In 2010, he based the Savvy gallery in Berlin, bringing together art from the West and in other locations, and in 2017 used to be no doubt one of many curators of Documenta, a prestigious as much as date art match in the German city of Kassel.

Cheerful of the assumption that historical past “has been written by a particular model of oldsters, mostly white and males,” Ndikung has had the total rooms in the HKW renamed after ladies folk.

These are figures who catch “done something basic in the building of the enviornment” but were “erased” from historical past, he added.

Among them is Frenchwoman Paulette Nardal, born in Martinique in 1896.

She helped inspire the introduction of the “negritude” roam, which aimed to intention sunless literary consciousness, and used to be the first sunless lady to think on the Sorbonne in Paris.

– Reassessing historical past –

Ndikung’s appointment on the HKW comes as awareness grows in Germany about its colonial past, which has long been overshadowed by the atrocities dedicated at some stage in the period of Adolf Hitler’s Nazis.

Berlin has as of late started returning looted objects to African countries which it occupied in the early Twentieth century — Burundi, Rwanda, Tanzania, Namibia and Cameroon. “Or now not it’s long gone due,” said Ndikung.

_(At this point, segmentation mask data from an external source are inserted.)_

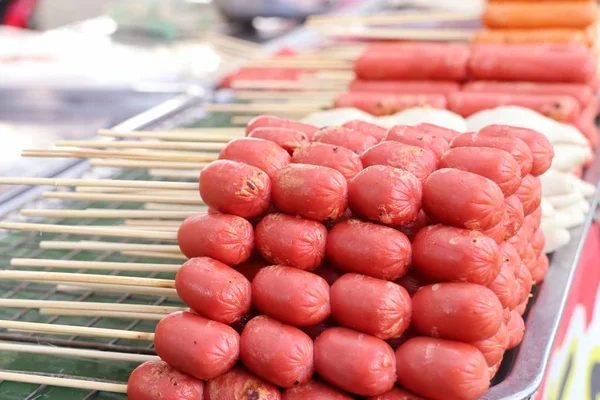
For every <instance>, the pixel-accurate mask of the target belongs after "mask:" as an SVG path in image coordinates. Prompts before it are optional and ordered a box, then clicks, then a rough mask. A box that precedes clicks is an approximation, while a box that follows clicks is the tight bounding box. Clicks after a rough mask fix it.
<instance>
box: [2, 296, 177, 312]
mask: <svg viewBox="0 0 600 400" xmlns="http://www.w3.org/2000/svg"><path fill="white" fill-rule="evenodd" d="M0 307H8V308H54V309H68V310H88V311H90V310H97V311H112V310H117V311H123V312H134V313H152V314H171V313H174V312H177V311H186V310H188V308H187V307H173V306H153V305H146V304H126V303H99V302H87V301H58V300H25V299H5V298H0Z"/></svg>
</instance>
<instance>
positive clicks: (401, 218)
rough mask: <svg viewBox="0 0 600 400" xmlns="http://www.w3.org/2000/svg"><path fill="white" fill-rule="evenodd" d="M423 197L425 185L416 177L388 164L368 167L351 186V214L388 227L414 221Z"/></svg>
mask: <svg viewBox="0 0 600 400" xmlns="http://www.w3.org/2000/svg"><path fill="white" fill-rule="evenodd" d="M421 198H422V185H421V182H419V180H418V179H417V178H415V176H414V175H413V174H411V173H410V172H406V171H402V170H401V169H398V168H393V167H389V166H387V165H373V166H371V167H368V168H365V169H363V170H362V171H360V172H359V173H358V174H357V175H356V176H355V177H354V178H352V179H351V180H350V182H349V183H348V205H349V206H350V210H352V213H353V214H354V215H357V216H359V217H363V218H367V219H370V220H372V221H376V222H380V223H382V224H385V225H392V226H394V225H403V224H407V223H409V222H412V221H414V220H415V219H416V218H417V215H418V214H419V211H420V210H421Z"/></svg>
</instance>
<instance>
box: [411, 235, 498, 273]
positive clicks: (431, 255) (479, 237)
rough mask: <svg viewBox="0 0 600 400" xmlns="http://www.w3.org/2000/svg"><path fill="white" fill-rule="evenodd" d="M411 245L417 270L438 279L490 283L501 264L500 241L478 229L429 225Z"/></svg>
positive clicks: (416, 236)
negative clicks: (495, 240)
mask: <svg viewBox="0 0 600 400" xmlns="http://www.w3.org/2000/svg"><path fill="white" fill-rule="evenodd" d="M412 245H413V267H414V268H415V271H416V272H417V273H418V274H419V275H421V276H423V277H425V278H426V279H429V280H432V281H435V282H447V281H455V282H470V283H477V284H480V285H488V284H490V283H491V282H492V281H493V280H494V279H495V278H496V276H497V275H498V273H499V271H500V267H501V265H502V258H501V256H500V248H499V247H498V244H496V242H495V241H494V240H493V239H491V238H489V237H487V236H484V235H483V234H482V233H480V232H477V231H472V230H468V229H460V228H454V227H452V226H446V225H433V226H428V227H426V228H424V229H421V230H420V231H419V232H418V233H417V236H416V237H415V240H414V241H413V244H412Z"/></svg>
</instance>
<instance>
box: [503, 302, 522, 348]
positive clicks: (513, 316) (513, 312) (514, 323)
mask: <svg viewBox="0 0 600 400" xmlns="http://www.w3.org/2000/svg"><path fill="white" fill-rule="evenodd" d="M506 327H507V329H508V345H507V346H506V350H510V349H514V348H515V347H517V346H518V345H519V344H521V342H522V341H523V336H524V335H525V322H524V321H523V317H521V315H520V314H519V313H518V312H517V311H516V310H512V311H511V312H510V319H509V320H508V324H507V325H506Z"/></svg>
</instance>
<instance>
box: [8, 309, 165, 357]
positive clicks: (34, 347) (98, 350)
mask: <svg viewBox="0 0 600 400" xmlns="http://www.w3.org/2000/svg"><path fill="white" fill-rule="evenodd" d="M163 317H164V315H163ZM0 351H15V352H19V353H29V354H44V355H50V356H58V357H77V358H92V359H97V360H110V361H129V362H139V363H143V362H145V361H155V360H160V358H159V357H158V356H151V355H148V354H134V353H120V352H115V351H101V350H88V349H75V348H71V347H56V346H44V345H39V344H25V343H12V342H0Z"/></svg>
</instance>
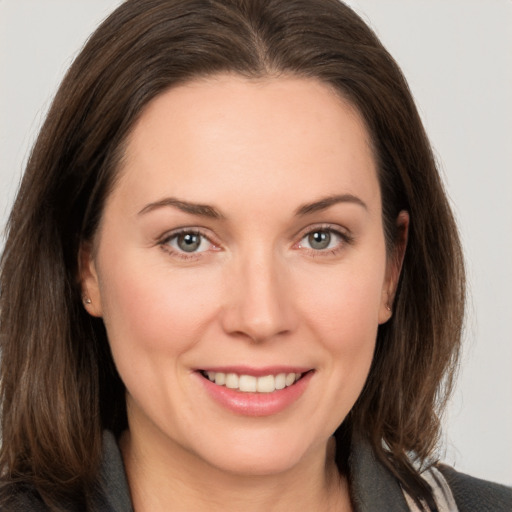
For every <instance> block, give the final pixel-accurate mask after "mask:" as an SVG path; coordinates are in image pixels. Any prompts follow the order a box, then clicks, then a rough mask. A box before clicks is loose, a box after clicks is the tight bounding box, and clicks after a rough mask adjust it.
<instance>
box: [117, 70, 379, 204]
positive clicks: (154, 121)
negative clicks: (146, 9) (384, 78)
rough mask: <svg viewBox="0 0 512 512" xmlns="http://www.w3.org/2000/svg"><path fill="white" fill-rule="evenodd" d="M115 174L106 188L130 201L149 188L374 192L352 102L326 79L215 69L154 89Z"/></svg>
mask: <svg viewBox="0 0 512 512" xmlns="http://www.w3.org/2000/svg"><path fill="white" fill-rule="evenodd" d="M119 177H120V180H119V181H118V185H117V187H116V189H117V190H114V192H113V195H114V196H115V195H116V193H122V194H124V195H131V196H132V197H131V198H130V199H129V200H128V202H131V203H132V204H135V203H137V202H140V201H141V200H142V198H143V197H147V198H148V199H149V196H153V197H151V198H150V199H153V200H154V199H155V197H154V196H157V195H158V194H161V195H163V194H172V195H173V196H180V197H181V196H184V197H187V199H190V200H194V201H197V202H205V203H211V202H212V201H215V199H216V198H215V195H216V194H217V193H218V194H219V200H225V197H222V196H223V195H225V193H226V192H229V191H231V192H234V191H236V194H237V195H238V196H242V197H243V196H244V195H245V196H247V197H248V198H249V197H256V198H260V199H262V200H268V201H272V200H274V199H276V198H277V197H278V196H279V194H281V195H282V194H283V191H286V194H287V197H289V196H294V197H295V198H296V200H297V202H307V201H308V200H310V198H311V196H312V195H327V194H329V193H358V194H361V193H362V190H363V189H365V194H366V195H368V194H369V195H373V196H374V195H375V194H377V195H378V194H379V190H378V183H377V178H376V170H375V159H374V158H373V152H372V149H371V143H370V138H369V135H368V131H367V129H366V127H365V123H364V122H363V120H362V118H361V116H360V115H359V113H358V111H357V110H356V109H355V108H354V107H353V106H352V105H351V104H350V103H348V102H347V101H346V100H345V99H343V98H342V97H341V96H340V95H338V94H337V93H336V92H334V91H333V89H332V88H330V87H329V86H328V85H326V84H323V83H321V82H319V81H317V80H313V79H304V78H296V77H280V78H268V79H261V80H250V79H246V78H242V77H238V76H232V75H221V76H217V77H213V78H208V79H201V80H196V81H193V82H190V83H187V84H184V85H180V86H178V87H175V88H172V89H170V90H168V91H166V92H164V93H163V94H161V95H160V96H158V97H157V98H155V99H154V100H153V101H152V102H151V103H150V104H149V105H148V106H147V107H146V109H145V110H144V112H143V113H142V115H141V116H140V118H139V120H138V122H137V123H136V125H135V126H134V129H133V130H132V132H131V134H130V137H129V139H128V141H127V146H126V152H125V155H124V158H123V165H122V167H121V169H120V176H119ZM330 189H335V190H330ZM191 195H192V196H193V197H190V196H191ZM367 199H368V198H367Z"/></svg>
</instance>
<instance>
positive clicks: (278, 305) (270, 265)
mask: <svg viewBox="0 0 512 512" xmlns="http://www.w3.org/2000/svg"><path fill="white" fill-rule="evenodd" d="M269 252H270V251H269ZM290 281H291V279H290V273H289V272H288V269H287V267H286V262H285V261H279V258H278V257H277V256H276V255H274V254H268V253H262V251H260V253H259V254H254V252H253V254H252V255H251V256H250V257H246V258H241V259H240V261H238V262H237V263H235V264H234V265H233V266H232V267H231V268H230V270H229V276H228V277H227V279H226V285H227V286H226V302H225V306H224V308H223V315H222V324H223V329H224V331H225V332H227V333H228V334H230V335H232V336H233V335H234V336H237V337H240V338H246V339H248V340H251V341H253V342H262V341H265V340H270V339H273V338H276V337H283V336H285V335H287V334H289V333H291V332H292V331H293V330H294V329H295V328H296V325H297V318H298V315H297V312H296V308H295V307H294V304H293V300H292V293H293V287H292V286H291V282H290Z"/></svg>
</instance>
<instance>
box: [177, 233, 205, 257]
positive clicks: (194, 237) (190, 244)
mask: <svg viewBox="0 0 512 512" xmlns="http://www.w3.org/2000/svg"><path fill="white" fill-rule="evenodd" d="M178 245H179V247H180V249H181V250H182V251H185V252H194V251H195V250H196V249H197V248H198V247H199V246H200V245H201V237H200V236H199V235H196V234H194V233H185V234H183V235H180V236H179V238H178Z"/></svg>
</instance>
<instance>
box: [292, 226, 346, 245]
mask: <svg viewBox="0 0 512 512" xmlns="http://www.w3.org/2000/svg"><path fill="white" fill-rule="evenodd" d="M348 241H349V240H348V236H347V235H344V234H342V233H340V232H338V231H336V230H334V229H332V228H316V229H314V230H312V231H309V232H308V233H306V234H305V235H304V236H303V237H302V239H301V240H300V242H299V247H300V248H302V249H311V250H313V251H329V250H330V251H332V250H335V249H338V248H339V247H340V246H341V245H342V243H343V242H348Z"/></svg>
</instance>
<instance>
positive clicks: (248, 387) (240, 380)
mask: <svg viewBox="0 0 512 512" xmlns="http://www.w3.org/2000/svg"><path fill="white" fill-rule="evenodd" d="M258 380H259V379H256V377H253V376H252V375H240V378H239V379H238V389H239V390H240V391H246V392H251V391H252V392H253V393H254V391H256V387H257V383H258V382H257V381H258Z"/></svg>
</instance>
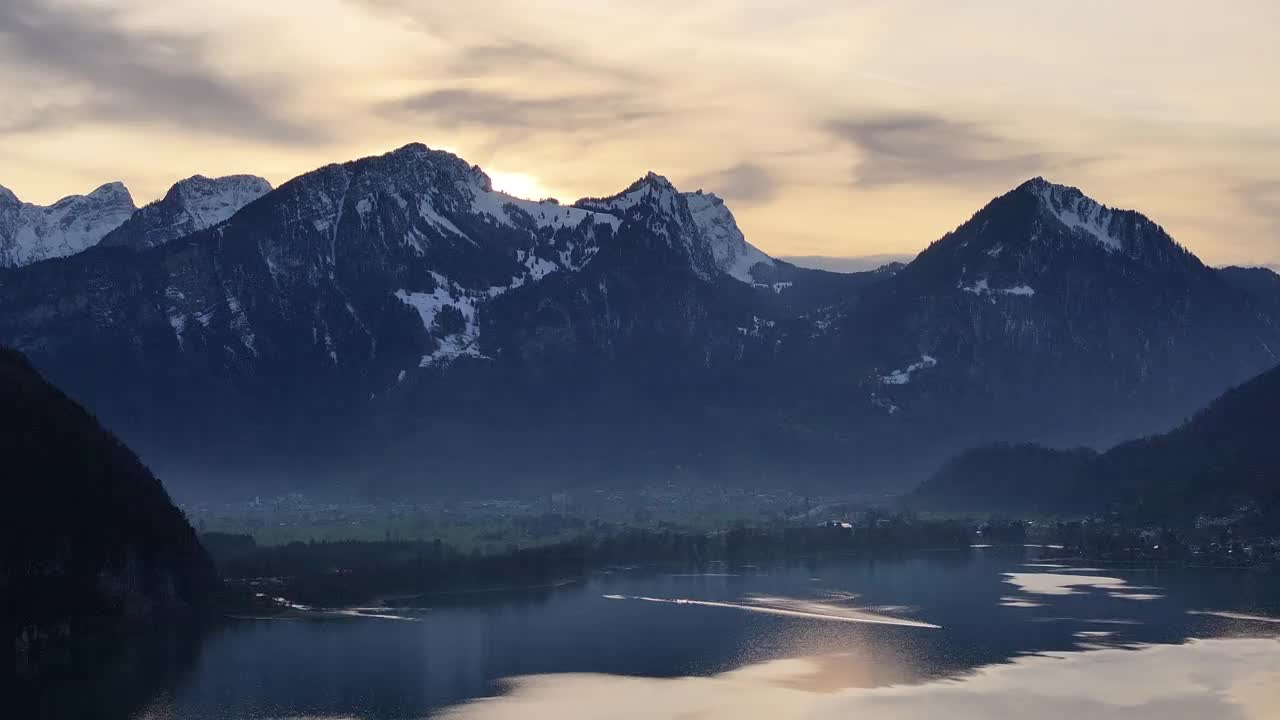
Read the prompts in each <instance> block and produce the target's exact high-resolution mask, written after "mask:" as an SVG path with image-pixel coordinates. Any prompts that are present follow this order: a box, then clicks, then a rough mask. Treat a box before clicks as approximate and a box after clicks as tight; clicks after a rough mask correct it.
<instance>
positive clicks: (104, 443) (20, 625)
mask: <svg viewBox="0 0 1280 720" xmlns="http://www.w3.org/2000/svg"><path fill="white" fill-rule="evenodd" d="M0 430H3V432H0V455H3V457H4V469H5V474H4V478H5V502H4V506H3V509H0V519H3V523H0V588H3V592H0V624H3V625H4V630H3V637H4V639H5V642H8V643H10V646H12V647H13V648H14V651H15V653H17V656H18V659H19V660H23V659H26V657H28V656H35V655H38V653H40V652H41V651H42V650H44V647H45V646H46V644H56V643H61V642H64V641H67V639H69V638H78V637H81V635H84V634H90V633H92V632H95V630H102V629H119V628H122V626H125V625H133V626H137V625H143V624H147V623H152V621H155V620H156V619H157V618H160V616H163V615H168V614H174V612H183V614H186V612H193V611H201V610H204V609H206V607H209V606H211V605H212V601H214V600H215V594H216V592H218V588H219V584H220V583H219V579H218V575H216V573H215V570H214V565H212V561H211V560H210V559H209V556H207V555H206V553H205V550H204V548H202V547H201V544H200V542H198V541H197V539H196V533H195V530H193V529H192V528H191V525H188V524H187V519H186V518H184V516H183V514H182V511H179V510H178V507H175V506H174V503H173V501H172V500H170V498H169V495H168V493H166V492H165V489H164V487H163V486H161V484H160V480H157V479H156V478H155V477H154V475H151V473H150V471H148V470H147V469H146V468H145V466H143V465H142V464H141V462H140V461H138V457H137V456H136V455H134V454H133V452H132V451H131V450H129V448H128V447H125V446H124V445H122V443H120V441H119V439H116V438H115V436H113V434H111V433H110V432H108V430H105V429H104V428H102V427H101V425H100V424H99V423H97V420H95V419H93V416H92V415H90V414H88V413H86V411H84V409H83V407H81V406H79V405H77V404H76V402H74V401H72V400H70V398H69V397H67V396H65V395H64V393H63V392H61V391H59V389H58V388H55V387H52V386H50V384H49V383H47V382H45V379H44V378H41V377H40V374H38V373H37V372H36V370H35V368H32V366H31V365H29V364H28V363H27V361H26V359H24V357H22V355H20V354H17V352H13V351H12V350H8V348H4V347H0ZM0 675H3V673H0Z"/></svg>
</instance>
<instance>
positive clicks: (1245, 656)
mask: <svg viewBox="0 0 1280 720" xmlns="http://www.w3.org/2000/svg"><path fill="white" fill-rule="evenodd" d="M861 661H865V659H861ZM849 662H850V659H849V657H847V656H822V657H808V659H795V660H777V661H771V662H764V664H759V665H749V666H746V667H742V669H740V670H733V671H730V673H723V674H721V675H714V676H710V678H678V679H652V678H635V676H617V675H593V674H566V675H538V676H530V678H520V679H516V680H511V682H509V683H508V693H507V694H506V696H502V697H497V698H486V700H480V701H475V702H471V703H467V705H462V706H458V707H456V708H453V710H451V711H448V714H447V715H445V716H447V717H452V719H453V720H517V719H518V720H541V719H545V720H570V719H577V717H582V719H586V717H590V719H593V720H605V719H632V717H634V719H641V717H644V719H653V717H681V719H689V720H717V719H721V717H724V719H728V717H733V719H748V720H750V719H762V720H763V719H768V720H788V719H801V717H804V719H808V717H895V719H899V720H925V719H929V720H932V719H936V717H947V719H948V720H979V719H980V720H988V719H991V717H1027V719H1036V720H1078V719H1080V717H1089V719H1098V720H1107V719H1125V720H1202V719H1204V717H1219V719H1224V720H1226V719H1230V720H1275V719H1276V717H1280V641H1277V639H1211V641H1190V642H1187V643H1184V644H1172V646H1139V647H1138V648H1137V650H1111V648H1108V650H1089V651H1087V652H1053V653H1043V655H1036V656H1024V657H1018V659H1015V660H1012V661H1011V662H1007V664H998V665H988V666H986V667H980V669H978V670H977V671H974V673H972V674H968V675H965V676H961V678H956V679H947V680H934V682H929V683H923V684H916V685H890V687H879V688H850V687H849V685H847V684H842V683H841V682H840V678H841V676H842V675H845V671H846V670H847V669H841V664H849Z"/></svg>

He used to be born in Cameroon’s capital, Yaounde, into an anglophone family.

The country is majority francophone but furthermore residence to an anglophone minority and has faced lethal unrest in English-speaking areas, the attach armed insurgents are combating to place an fair fatherland.

One amongst his dreams is to originate a museum in Cameroon “bringing together historical and as much as date objects” from various countries, he said.

He would admire to to find it in Bamenda, the capital of Cameroon’s restive Northwest attach of living.

“Nonetheless there is a war in Bamenda, so I’m able to now not,” he says.

Rahul Chaturvedi

Rahul Chaturvedi is a Journalist at Flaunt Weekly.